Hiroshi Kagawa

Personal information
- Date of birth: 29 December 1924
- Place of birth: Kobe, Hyogo, Empire of Japan
- Date of death: 5 December 2024 (aged 99)
- Place of death: Kobe, Japan
- Position: Forward

Youth career
- Kobe High School

College career
- Years: Team / Apps / (Gls)
- Kobe University of Commerce

Senior career*
- Years: Team / Apps / (Gls)
- Osaka SC

= Hiroshi Kagawa =

Japanese footballer and journalist (1924–2024)

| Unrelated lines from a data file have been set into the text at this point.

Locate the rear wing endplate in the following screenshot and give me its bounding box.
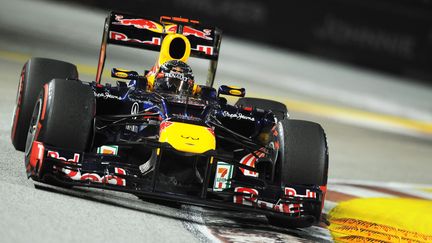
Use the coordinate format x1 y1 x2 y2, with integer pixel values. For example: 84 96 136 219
96 12 222 86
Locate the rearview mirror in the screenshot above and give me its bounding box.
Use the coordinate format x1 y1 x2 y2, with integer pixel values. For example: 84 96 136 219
111 68 139 80
218 85 246 97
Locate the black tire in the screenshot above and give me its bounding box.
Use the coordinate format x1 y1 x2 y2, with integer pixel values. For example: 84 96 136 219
236 97 288 121
268 119 328 228
279 119 328 186
25 79 96 157
11 58 78 151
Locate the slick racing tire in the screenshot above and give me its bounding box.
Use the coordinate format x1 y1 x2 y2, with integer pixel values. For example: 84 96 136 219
268 119 328 228
11 58 78 152
236 97 288 121
25 79 96 183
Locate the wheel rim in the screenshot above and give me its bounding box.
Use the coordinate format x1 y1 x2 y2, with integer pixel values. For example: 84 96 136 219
25 98 42 157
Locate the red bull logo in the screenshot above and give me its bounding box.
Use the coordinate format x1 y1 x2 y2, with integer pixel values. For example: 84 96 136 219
113 15 163 33
113 15 213 40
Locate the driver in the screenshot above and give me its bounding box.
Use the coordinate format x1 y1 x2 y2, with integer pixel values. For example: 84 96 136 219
154 60 194 94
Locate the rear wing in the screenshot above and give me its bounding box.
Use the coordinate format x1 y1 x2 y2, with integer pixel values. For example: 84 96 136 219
96 12 222 86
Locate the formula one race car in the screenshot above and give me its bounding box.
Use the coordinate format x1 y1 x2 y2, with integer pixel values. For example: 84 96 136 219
11 12 328 227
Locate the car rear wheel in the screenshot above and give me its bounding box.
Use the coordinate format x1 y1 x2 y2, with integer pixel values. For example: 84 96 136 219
268 119 328 227
11 58 78 152
25 79 96 182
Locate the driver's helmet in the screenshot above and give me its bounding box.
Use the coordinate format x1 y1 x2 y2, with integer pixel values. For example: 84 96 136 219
154 60 194 94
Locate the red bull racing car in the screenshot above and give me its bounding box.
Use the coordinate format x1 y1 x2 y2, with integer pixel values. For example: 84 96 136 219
11 12 328 227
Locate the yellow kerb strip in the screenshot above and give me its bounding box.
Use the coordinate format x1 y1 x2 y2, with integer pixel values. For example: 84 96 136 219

Hiroshi Kagawa (29 December 1924 – 5 December 2024) was a Japanese football player and journalist. His brother Taro Kagawa was also a footballer.

==Playing career==
Hiroshi Kagawa was born in Kobe on 29 December 1924. After graduating from Kobe University of Commerce, he played for Osaka SC as a forward. He and his team won second place at 1952 Emperor's Cup. His teammates included Taro Kagawa, Taizo Kawamoto, and Toshio Iwatani.

==Journalist career==
Kagawa started a journalist career in 1951. In 1952, he joined Sankei Shimbun. He also served as editor of Sankei Sports from 1974 to 1984. In 1990, he retired and then became a freelance journalist. He also produced Japan Soccer Archive with Japan Football Museum from 2007. In 2010, he was selected Japan Football Hall of Fame. He covered ten World Cups. At the 2014 World Cup, he was 89 years old and was the oldest media representative on duty. On 12 January 2015, he was presented with the FIFA Presidential Award at the 2014 FIFA Ballon d'Or by President Sepp Blatter.

==Death==
Kagawa died in Kobe on 5 December 2024, at the age of 99.